- Born: c. 1400
- Died: 1437
- Noble family: Přemyslid dynasty
- Father: Przemko I, Duke of Opava
- Mother: Anna of Lutz

= Nicholas IV, Duke of Opava =

Duke of Opava

Duke Nicholas IV of Opava (Mikuláš IV. Opavský; Nikolaus IV. von Troppau; c. 1400 – 1437) was Duke of Opava and Lord of Zlaté Hory from 1433 until his death.

== Life ==
His parents were Duke Przemko I of Opava (d. 1433) and his first wife Anna of Lutz (d. 1405).

His father died in 1433 and left five sons. Nicholas IV, the second son, styled himself as Lord of Zlaté Hory. His elder brother Wenceslaus II acted as guardian for his younger half-brothers William, Ernest and Przemko II. Although their father had stipulated in his will that his Duchy should remain undivided, in 1435 the brothers divided the inheritance anyway.

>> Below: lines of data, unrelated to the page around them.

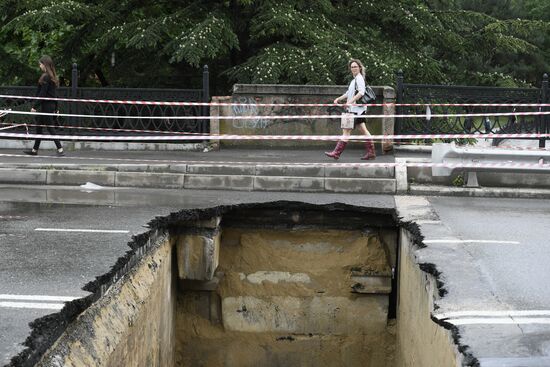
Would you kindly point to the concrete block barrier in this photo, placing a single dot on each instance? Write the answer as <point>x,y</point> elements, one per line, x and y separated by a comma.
<point>370,185</point>
<point>149,180</point>
<point>216,169</point>
<point>244,177</point>
<point>297,171</point>
<point>360,172</point>
<point>23,176</point>
<point>73,177</point>
<point>297,184</point>
<point>219,182</point>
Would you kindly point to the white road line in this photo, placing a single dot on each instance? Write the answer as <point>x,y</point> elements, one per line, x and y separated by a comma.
<point>37,298</point>
<point>473,241</point>
<point>80,230</point>
<point>495,320</point>
<point>45,306</point>
<point>503,313</point>
<point>426,221</point>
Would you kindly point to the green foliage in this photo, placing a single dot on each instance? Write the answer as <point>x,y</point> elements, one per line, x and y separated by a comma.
<point>164,44</point>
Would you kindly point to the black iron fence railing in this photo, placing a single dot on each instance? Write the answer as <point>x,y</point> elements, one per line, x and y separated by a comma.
<point>142,122</point>
<point>488,122</point>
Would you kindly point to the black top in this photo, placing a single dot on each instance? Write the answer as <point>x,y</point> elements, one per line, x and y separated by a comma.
<point>46,88</point>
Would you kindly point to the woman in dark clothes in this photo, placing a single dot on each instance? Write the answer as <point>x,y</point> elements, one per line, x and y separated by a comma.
<point>47,87</point>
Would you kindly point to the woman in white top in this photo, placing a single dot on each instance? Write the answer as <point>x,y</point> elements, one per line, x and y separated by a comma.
<point>356,90</point>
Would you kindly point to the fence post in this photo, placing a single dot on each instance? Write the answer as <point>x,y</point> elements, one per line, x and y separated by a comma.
<point>74,94</point>
<point>399,99</point>
<point>206,96</point>
<point>545,98</point>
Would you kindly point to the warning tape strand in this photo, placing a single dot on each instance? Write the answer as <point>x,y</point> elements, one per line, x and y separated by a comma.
<point>540,165</point>
<point>272,137</point>
<point>177,103</point>
<point>280,117</point>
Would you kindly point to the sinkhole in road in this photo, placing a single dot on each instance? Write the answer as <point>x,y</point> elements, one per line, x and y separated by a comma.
<point>272,284</point>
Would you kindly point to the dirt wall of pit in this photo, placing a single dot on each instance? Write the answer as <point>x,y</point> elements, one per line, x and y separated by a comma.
<point>131,325</point>
<point>420,341</point>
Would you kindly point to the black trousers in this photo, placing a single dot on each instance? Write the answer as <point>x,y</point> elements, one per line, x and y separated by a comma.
<point>47,122</point>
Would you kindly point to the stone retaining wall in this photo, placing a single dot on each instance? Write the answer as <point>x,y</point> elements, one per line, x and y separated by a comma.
<point>254,94</point>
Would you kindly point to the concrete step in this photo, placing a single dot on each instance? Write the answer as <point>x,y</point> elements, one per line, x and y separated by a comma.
<point>251,177</point>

The Duchy of Głubczyce was split off from Opava for Wenceslaus II. Nicholas kept Zlaté Hory; William and Ernest shared the rest of Opava. The youngest brother, Przemko II, took up a career in the clergy and probably did not receive any land.

Nicholas IV died in 1437 unmarried and without issue. His eldest brother, Wenceslaus II, probably inherited Zlaté Hory.